2. Go Hail To The Thief
One of Coldplay’s biggest influences, Radiohead already proved their artistic bona fides via the amazing triple play of OK Computer, Kid A, and Amnesiac, albums that were layered with incident and sound. So when the band went into the studio to track Hail to the Thief, their m.o. was to work quickly and track as much of it as possible live. It’s an attitude that Coldplay could certainly use with their next full-length. As fine as their last few albums were, they were very audibly Pro-Tools aided constructions that have been polished to a blinding sheen. Bring some live-in-the-studio grit to the next album, and take a “first thought, best thought” approach to the songwriting. It’s doubtful any Coldplay fans will go running for the hills if it’s a little (or a lot) rough around the edges.
3. Go Pin-Ups
This idea is a little trickier and could likely be seen as Coldplay just wasting time, but it could also be a lot of fun. At the height of his Ziggy Stardust period, David Bowie knocked out Pin-Ups, a tribute album to the songs that were his “favorites from the ’64-67′ period of London,” according to the album’s liner notes, featuring glammed up covers of artists like Pink Floyd, The Who, and The Kinks. Coldplay has done their fair share of renditions of tracks by influences such as Echo & The Bunnymen and Oasis.

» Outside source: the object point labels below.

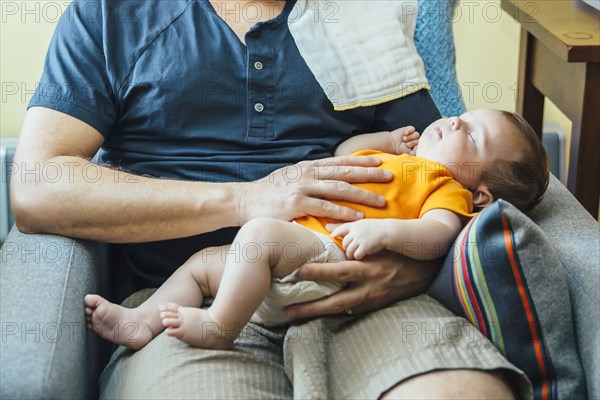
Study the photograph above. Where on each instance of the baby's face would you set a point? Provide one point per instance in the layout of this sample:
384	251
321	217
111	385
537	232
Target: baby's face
468	144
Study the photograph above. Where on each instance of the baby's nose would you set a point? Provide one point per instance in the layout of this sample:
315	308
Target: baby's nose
455	122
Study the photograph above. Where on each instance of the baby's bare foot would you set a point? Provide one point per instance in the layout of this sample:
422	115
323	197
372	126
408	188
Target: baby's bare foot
195	327
115	323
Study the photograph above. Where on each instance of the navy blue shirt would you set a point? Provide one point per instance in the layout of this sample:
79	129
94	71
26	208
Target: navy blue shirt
177	95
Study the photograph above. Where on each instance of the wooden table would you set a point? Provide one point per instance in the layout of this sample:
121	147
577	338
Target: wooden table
560	59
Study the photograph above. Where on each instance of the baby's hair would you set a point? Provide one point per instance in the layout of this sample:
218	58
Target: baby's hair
523	182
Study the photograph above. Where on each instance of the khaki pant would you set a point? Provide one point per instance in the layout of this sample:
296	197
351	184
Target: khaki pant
358	357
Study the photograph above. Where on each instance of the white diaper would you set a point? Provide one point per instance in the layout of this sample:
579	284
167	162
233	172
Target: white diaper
291	290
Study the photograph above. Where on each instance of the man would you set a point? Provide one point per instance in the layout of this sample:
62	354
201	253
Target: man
197	108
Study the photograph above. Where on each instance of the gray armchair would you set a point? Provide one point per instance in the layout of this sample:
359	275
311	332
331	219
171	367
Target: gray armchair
47	352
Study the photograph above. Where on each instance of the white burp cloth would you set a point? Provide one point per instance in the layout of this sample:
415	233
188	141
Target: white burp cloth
361	52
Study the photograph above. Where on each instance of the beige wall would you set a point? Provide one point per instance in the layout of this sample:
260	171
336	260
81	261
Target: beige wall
486	39
487	46
25	31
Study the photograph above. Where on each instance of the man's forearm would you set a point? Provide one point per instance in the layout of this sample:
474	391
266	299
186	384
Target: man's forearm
77	198
381	141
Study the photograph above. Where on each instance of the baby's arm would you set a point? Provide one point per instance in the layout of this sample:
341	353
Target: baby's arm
399	141
426	238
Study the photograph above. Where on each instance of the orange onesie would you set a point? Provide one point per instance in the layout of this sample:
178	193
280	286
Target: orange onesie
419	185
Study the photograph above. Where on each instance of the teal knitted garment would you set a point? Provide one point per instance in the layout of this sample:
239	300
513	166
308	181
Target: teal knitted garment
435	43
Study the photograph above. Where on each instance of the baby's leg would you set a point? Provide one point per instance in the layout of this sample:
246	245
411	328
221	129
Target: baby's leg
263	248
134	327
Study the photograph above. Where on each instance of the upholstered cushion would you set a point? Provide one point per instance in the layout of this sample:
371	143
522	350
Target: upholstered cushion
506	279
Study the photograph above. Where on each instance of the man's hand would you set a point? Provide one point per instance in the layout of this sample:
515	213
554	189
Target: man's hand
306	188
361	238
405	140
377	281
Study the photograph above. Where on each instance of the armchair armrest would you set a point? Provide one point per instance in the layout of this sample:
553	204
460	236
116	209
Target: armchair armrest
574	233
47	351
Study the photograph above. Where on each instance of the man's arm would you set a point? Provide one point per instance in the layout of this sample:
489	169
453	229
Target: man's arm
399	141
56	189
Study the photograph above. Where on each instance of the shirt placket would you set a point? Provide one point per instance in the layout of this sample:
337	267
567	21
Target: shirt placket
261	83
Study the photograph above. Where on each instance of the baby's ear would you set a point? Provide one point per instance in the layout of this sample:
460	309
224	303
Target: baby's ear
482	196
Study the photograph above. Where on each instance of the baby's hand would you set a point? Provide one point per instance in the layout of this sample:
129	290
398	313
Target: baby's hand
405	140
361	238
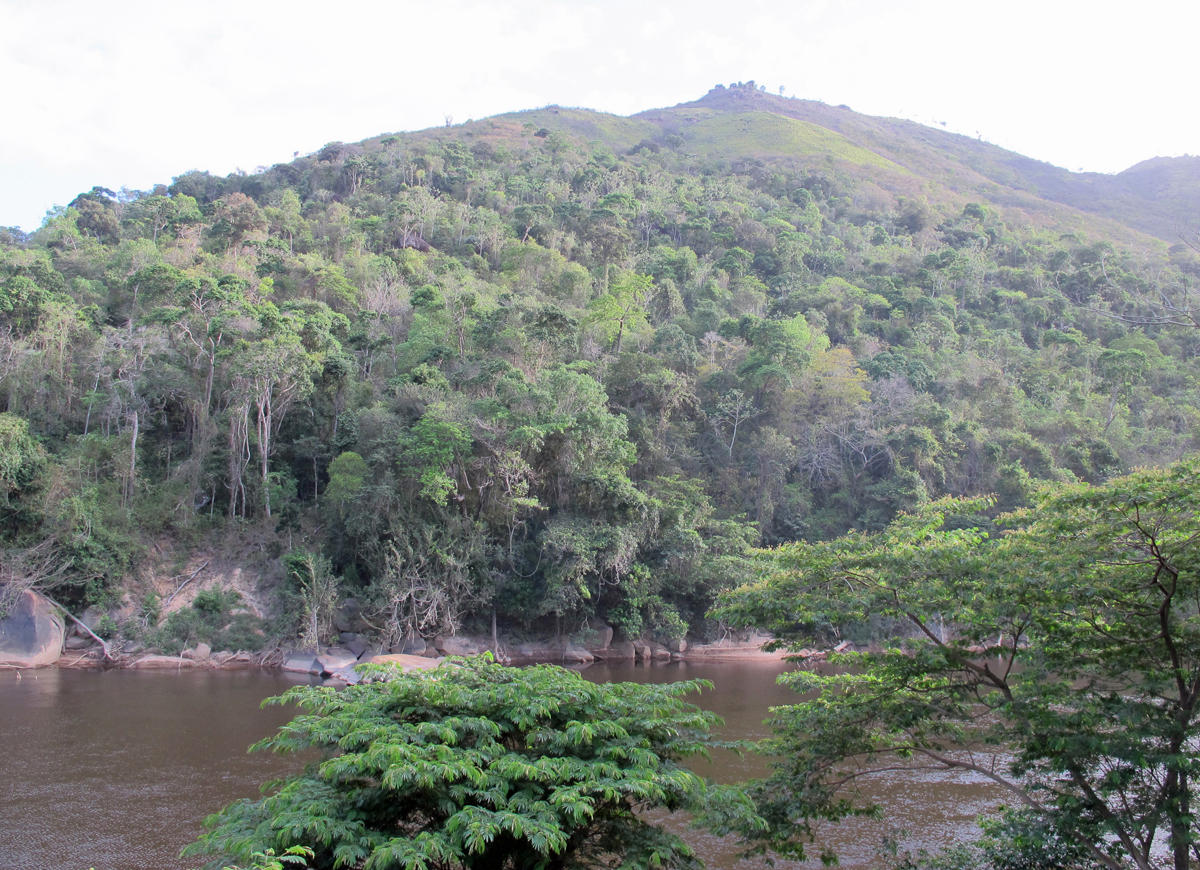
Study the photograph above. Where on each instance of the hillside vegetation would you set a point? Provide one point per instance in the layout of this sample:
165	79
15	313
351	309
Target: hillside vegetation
559	366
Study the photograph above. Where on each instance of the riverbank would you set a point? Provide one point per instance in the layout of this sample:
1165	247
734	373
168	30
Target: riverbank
339	661
36	634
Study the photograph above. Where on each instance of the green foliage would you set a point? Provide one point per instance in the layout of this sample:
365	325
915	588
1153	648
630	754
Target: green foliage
1057	659
215	617
519	334
479	766
316	587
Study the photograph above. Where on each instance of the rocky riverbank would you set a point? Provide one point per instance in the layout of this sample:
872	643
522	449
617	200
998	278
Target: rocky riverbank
36	635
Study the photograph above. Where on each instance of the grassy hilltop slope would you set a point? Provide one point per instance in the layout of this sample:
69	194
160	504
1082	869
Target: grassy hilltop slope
559	366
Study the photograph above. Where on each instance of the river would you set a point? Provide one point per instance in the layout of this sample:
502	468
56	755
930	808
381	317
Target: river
117	769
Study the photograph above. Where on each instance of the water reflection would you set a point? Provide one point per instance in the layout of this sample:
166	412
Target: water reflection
117	769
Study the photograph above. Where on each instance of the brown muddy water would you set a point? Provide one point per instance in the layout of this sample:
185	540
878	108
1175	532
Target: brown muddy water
115	771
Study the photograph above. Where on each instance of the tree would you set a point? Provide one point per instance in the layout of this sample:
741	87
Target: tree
622	307
1060	659
474	765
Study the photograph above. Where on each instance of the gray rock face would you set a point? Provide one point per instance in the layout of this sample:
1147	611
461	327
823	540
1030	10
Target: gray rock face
161	663
461	645
336	658
31	635
301	663
622	651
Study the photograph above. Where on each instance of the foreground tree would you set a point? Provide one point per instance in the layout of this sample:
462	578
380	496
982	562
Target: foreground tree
1060	659
475	765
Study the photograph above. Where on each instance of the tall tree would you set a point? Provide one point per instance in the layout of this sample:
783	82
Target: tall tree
1060	660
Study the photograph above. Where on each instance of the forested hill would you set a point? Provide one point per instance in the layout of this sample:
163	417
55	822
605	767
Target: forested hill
562	366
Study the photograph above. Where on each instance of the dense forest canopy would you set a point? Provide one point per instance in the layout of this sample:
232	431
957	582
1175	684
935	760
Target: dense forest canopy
558	366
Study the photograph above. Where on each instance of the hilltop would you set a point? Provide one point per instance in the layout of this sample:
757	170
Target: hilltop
562	371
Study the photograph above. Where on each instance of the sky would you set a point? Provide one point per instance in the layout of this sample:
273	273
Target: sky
131	94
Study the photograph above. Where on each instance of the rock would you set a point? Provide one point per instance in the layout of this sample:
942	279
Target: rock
354	642
553	652
659	653
598	637
622	651
336	658
232	661
33	633
347	675
406	663
90	618
411	646
576	655
161	663
301	663
201	652
461	645
735	649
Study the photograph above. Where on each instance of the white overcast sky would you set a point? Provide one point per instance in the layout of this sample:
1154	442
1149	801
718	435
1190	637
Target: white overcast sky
124	93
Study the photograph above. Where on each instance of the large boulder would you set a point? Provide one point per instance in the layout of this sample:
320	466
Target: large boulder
622	651
461	645
161	663
31	635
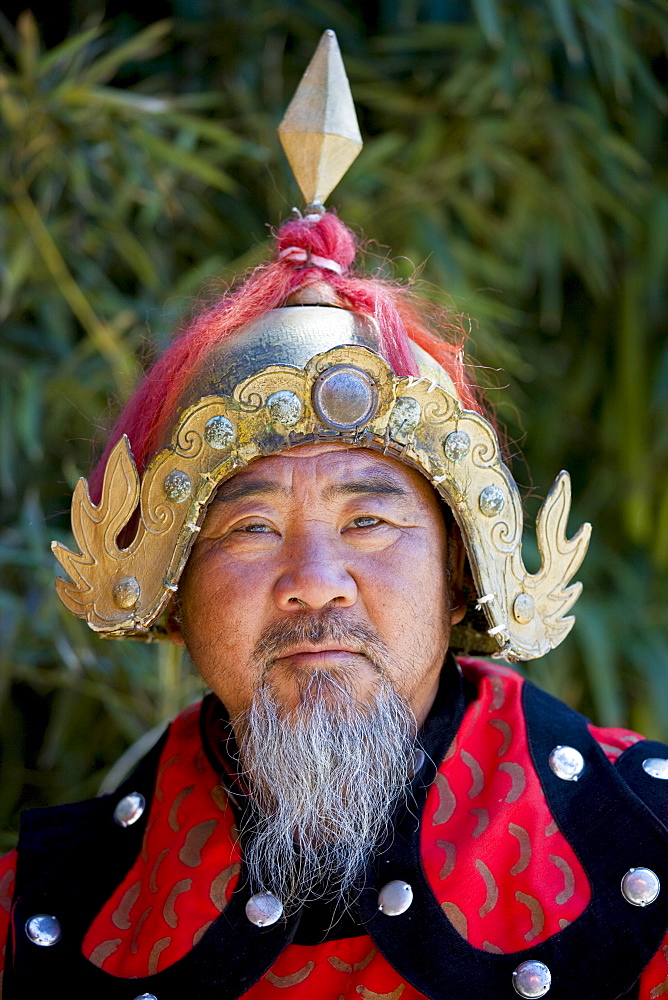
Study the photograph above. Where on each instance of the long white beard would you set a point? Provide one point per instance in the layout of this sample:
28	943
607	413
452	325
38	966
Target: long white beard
323	779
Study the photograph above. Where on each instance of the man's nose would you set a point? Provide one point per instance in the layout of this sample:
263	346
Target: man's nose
314	576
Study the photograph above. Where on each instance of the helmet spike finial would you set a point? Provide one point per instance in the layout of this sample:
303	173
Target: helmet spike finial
319	131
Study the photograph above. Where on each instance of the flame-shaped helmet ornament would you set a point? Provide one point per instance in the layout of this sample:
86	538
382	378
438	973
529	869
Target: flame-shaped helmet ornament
317	369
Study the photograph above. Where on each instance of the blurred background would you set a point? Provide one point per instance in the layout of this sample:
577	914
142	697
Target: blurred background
514	167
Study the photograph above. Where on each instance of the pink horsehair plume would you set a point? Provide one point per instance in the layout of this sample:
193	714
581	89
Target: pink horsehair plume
309	249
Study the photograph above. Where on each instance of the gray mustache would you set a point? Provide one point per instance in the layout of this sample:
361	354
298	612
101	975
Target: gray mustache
327	626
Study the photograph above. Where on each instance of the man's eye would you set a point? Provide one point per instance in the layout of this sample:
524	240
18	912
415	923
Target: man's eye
366	521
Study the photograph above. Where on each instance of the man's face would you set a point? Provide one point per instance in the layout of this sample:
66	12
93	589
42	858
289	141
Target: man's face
324	558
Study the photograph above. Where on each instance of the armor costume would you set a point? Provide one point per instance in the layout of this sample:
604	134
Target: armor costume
528	854
510	863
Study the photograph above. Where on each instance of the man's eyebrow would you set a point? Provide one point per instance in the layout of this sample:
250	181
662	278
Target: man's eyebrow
241	489
375	485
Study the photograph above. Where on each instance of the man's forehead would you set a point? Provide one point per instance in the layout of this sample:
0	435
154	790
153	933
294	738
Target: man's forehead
335	467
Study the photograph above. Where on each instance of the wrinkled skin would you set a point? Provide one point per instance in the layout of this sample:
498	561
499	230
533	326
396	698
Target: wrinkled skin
317	531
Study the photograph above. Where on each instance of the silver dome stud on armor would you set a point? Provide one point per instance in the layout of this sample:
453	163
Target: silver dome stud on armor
129	809
567	763
395	898
43	930
640	886
656	767
263	909
416	763
532	979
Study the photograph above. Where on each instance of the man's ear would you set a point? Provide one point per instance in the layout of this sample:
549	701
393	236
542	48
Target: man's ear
173	623
458	567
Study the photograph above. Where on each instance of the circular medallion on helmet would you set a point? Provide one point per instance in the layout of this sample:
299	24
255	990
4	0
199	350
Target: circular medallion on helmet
344	397
126	592
523	608
177	486
405	416
219	433
285	408
491	501
456	446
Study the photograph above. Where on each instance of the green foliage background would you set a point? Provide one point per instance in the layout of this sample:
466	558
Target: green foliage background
518	149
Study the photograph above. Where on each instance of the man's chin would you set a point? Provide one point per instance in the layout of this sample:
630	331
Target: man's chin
342	683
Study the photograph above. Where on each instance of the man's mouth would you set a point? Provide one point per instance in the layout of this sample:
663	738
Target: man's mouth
306	654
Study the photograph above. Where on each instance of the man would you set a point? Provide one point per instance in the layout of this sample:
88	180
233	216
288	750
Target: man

Why not knock out a dozen or so in the studio and really show the fans how their signature sound came to be? It could be nice diversion for the band and help get them out of their heads for a little while. Of course, if it ends up being an album full of Radiohead covers, then we’ll have a problem.
4. Go Music For Airports
Here’s a direction that will really mess with the heads of the hardcore Coldplay fans. After releasing five albums of warped glam pop and formless soundscapes, Brian Eno (who helped produce Mylo and Viva La Vida) decided to explore the idea of creating “environmental music suited to a wide variety of moods and atmospheres,” according to the liner notes. Hence, a collection of delicate instrumentals intended to be piped into airport lounges and boarding areas. The point is for Coldplay to follow their collective muse and follow whatever particular musical idea fascinates them. Could be a Timbaland-produced hip-hop/pop hybrid (Chris Martin has been vocal about his love of Justin Timberlake’s solo work), could be a bunch of songs created using only drum machines and synths. The band has the cachet and the money to burn. They shouldn’t be afraid to use either.
5. Go Don’t Believe The Truth
To hell with everything considered above and do like one of Martin’s other favorite bands Oasis and just stay the course. The Brothers Gallagher were stubborn in their adherence to a meaty rock sound, cut through only slightly with the occasional ballad. Nothing, not even the diminishing critical interest and commercial returns, would stop them. Like Oasis, Coldplay is now a legacy band in the UK music market, and their next album is surely a lock to hit at No. 1 on the charts (as all five of their albums already have). Why mess with a good thing?